Strengths and limitations

This study is the first to investigate the utility of remote videoconferencing versions of the ALS-CBSc and Mini-ACE and extend evaluation of the remote version of the ECAS [14]). However, it is not without limitations.

IQ scores were not comparable between ALS and control participants in the remote sample, though the variable ‘years of education’ was comparable between the two groups. While this may reflect an effect of ALS on language-based tasks including reading [33, 34] making it possible that IQ scores may have been influenced by other aspects of ALS-related cognitive change, no significant difference was found between ALS participants and controls in the face-to-face condition and IQ scores were controlled for in analyses where possible.
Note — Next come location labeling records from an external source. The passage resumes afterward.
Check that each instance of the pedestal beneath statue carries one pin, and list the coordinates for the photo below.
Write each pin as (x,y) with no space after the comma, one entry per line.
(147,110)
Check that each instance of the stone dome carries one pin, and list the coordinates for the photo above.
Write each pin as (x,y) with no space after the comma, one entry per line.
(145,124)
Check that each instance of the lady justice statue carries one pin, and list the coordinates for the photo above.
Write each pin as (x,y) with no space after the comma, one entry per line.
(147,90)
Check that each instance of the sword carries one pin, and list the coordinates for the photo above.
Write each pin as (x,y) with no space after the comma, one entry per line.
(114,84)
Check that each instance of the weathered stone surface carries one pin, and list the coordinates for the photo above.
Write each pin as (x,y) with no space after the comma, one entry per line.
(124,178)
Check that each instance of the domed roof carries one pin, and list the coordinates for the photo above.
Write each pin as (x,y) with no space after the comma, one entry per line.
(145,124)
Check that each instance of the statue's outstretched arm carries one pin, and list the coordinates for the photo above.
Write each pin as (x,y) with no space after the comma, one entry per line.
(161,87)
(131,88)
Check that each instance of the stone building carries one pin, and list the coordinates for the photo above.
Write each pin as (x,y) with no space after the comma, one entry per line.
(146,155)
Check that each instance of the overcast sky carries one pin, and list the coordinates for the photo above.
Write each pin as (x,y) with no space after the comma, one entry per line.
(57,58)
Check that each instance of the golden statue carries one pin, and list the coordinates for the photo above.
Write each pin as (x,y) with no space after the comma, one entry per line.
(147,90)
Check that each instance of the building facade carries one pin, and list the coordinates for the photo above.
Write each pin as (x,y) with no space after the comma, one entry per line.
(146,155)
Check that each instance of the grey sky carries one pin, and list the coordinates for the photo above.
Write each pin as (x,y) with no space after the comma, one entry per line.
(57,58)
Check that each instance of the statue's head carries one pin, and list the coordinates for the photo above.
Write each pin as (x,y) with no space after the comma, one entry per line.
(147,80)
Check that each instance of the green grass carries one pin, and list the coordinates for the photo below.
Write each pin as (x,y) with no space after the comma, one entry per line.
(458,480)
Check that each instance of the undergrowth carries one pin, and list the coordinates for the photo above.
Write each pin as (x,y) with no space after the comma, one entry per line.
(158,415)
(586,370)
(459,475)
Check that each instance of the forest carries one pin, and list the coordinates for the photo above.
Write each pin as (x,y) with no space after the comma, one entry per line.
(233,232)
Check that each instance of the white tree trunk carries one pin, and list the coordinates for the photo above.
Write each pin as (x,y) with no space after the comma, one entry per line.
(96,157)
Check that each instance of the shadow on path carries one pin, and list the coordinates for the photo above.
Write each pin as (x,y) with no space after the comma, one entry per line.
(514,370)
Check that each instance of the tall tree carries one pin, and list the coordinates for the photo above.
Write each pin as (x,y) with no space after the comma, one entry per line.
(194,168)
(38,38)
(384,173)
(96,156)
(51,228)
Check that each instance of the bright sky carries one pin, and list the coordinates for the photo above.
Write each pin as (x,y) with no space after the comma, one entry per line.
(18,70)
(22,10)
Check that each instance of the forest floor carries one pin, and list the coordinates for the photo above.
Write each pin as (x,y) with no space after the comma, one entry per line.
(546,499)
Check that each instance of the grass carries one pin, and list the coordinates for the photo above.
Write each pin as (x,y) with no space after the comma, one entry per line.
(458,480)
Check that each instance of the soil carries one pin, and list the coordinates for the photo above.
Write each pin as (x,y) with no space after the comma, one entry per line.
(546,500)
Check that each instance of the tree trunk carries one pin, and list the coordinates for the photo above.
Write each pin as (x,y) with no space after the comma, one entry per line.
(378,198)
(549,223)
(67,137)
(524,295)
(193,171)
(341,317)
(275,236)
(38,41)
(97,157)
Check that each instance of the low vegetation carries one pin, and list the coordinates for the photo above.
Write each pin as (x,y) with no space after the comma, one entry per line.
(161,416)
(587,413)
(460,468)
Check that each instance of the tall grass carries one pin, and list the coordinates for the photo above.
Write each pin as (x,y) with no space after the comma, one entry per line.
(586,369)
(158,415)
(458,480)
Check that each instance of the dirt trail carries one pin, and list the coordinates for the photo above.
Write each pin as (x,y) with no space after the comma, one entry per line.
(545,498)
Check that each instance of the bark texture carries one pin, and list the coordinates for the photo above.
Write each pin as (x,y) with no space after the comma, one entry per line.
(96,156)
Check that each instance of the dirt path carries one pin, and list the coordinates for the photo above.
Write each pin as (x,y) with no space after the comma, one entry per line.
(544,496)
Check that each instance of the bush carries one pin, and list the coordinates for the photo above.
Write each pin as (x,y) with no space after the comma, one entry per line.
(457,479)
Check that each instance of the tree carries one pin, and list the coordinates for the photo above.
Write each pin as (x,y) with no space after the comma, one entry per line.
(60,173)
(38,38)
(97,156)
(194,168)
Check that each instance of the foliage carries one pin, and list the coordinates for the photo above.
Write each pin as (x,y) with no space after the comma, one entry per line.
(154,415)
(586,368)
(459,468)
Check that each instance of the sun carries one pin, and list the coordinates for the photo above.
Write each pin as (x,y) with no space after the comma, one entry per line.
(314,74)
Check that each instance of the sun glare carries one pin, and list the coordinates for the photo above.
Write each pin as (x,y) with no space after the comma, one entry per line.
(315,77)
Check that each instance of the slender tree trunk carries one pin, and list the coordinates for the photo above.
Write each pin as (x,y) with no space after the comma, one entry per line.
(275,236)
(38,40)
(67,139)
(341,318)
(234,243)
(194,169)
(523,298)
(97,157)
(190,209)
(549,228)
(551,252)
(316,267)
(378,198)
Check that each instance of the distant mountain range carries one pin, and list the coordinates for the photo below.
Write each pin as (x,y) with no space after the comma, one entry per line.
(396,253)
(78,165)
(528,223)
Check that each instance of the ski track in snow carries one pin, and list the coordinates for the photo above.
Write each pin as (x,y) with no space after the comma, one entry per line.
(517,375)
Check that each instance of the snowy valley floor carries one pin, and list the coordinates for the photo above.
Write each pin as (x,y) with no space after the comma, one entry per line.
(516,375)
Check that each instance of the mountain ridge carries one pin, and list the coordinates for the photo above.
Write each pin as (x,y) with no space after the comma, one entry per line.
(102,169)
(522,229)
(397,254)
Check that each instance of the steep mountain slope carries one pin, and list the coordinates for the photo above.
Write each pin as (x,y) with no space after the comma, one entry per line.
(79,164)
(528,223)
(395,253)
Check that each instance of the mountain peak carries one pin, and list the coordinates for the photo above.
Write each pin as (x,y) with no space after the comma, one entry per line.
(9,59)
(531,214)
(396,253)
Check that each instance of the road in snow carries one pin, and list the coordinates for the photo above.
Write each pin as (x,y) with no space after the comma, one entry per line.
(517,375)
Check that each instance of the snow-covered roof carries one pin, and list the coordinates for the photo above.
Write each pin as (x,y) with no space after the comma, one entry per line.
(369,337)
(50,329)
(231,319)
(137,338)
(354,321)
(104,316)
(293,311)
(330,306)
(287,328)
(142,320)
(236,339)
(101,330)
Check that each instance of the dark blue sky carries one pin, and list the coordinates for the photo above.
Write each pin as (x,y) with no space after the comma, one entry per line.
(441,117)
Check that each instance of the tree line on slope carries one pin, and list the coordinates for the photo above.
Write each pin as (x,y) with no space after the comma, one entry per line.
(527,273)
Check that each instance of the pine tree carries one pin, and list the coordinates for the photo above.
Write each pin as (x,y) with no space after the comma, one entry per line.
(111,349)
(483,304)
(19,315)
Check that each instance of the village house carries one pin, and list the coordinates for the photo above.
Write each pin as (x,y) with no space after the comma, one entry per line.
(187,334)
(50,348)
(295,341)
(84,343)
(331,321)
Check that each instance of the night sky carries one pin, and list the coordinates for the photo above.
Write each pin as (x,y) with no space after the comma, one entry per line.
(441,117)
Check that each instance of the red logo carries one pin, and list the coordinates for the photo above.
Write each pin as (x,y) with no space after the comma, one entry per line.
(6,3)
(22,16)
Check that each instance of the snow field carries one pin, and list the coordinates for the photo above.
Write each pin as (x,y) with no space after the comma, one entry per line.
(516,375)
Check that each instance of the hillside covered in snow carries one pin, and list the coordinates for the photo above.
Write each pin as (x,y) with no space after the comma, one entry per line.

An issue with introducing the assessment of the utility of remote versions of the screening tools during the study, in response to the coronavirus pandemic restrictions, without planning the remote condition before study activity began, is that it resulted in independent samples being used in the remote and face-to-face conditions for the evaluation of cognitive impairment, and raised the possibility that individual differences accounted for the findings regarding mode of administration. A repeated measures design, where the same sample participated in both the remote and face-to-face conditions in a counterbalanced order, would have controlled for these individual differences and have allowed a purer evaluation of the effect of mode of administration.

Recommendations for future research

Future research should investigate how well the remote versions of screens compare to the original face-to-face versions of the screens using repeated measures methodology as has been undertaken in healthy individuals for the ECAS [14]. This will control for the possibility of a confounding effect of individual differences between the remote and face-to-face samples that may have occurred in the current study.

Administration instructions for cognitive measures should consider the potential that the measure may be administered digitally and offer guidance as to what should happen in cases of poor internet connection where questions/prompts need to be repeated, or where distractions may occur in the home setting.

Authors of cognitive measures to be used remotely should also consider providing guidance for participants/patients who are limited by technological literacy. This may enable more patients in remote clinical settings to complete cognitive measures, which may reduce fatigue, time, and costs related to travel [26] and be more convenient for patients [35]. Offering guidance to research participants about remote cognitive testing may also increase recruitment/engagement rates as this guidance would reduce the limitation of poor technological literacy and remove travel and its associated fatigue and inconvenience for pwALS.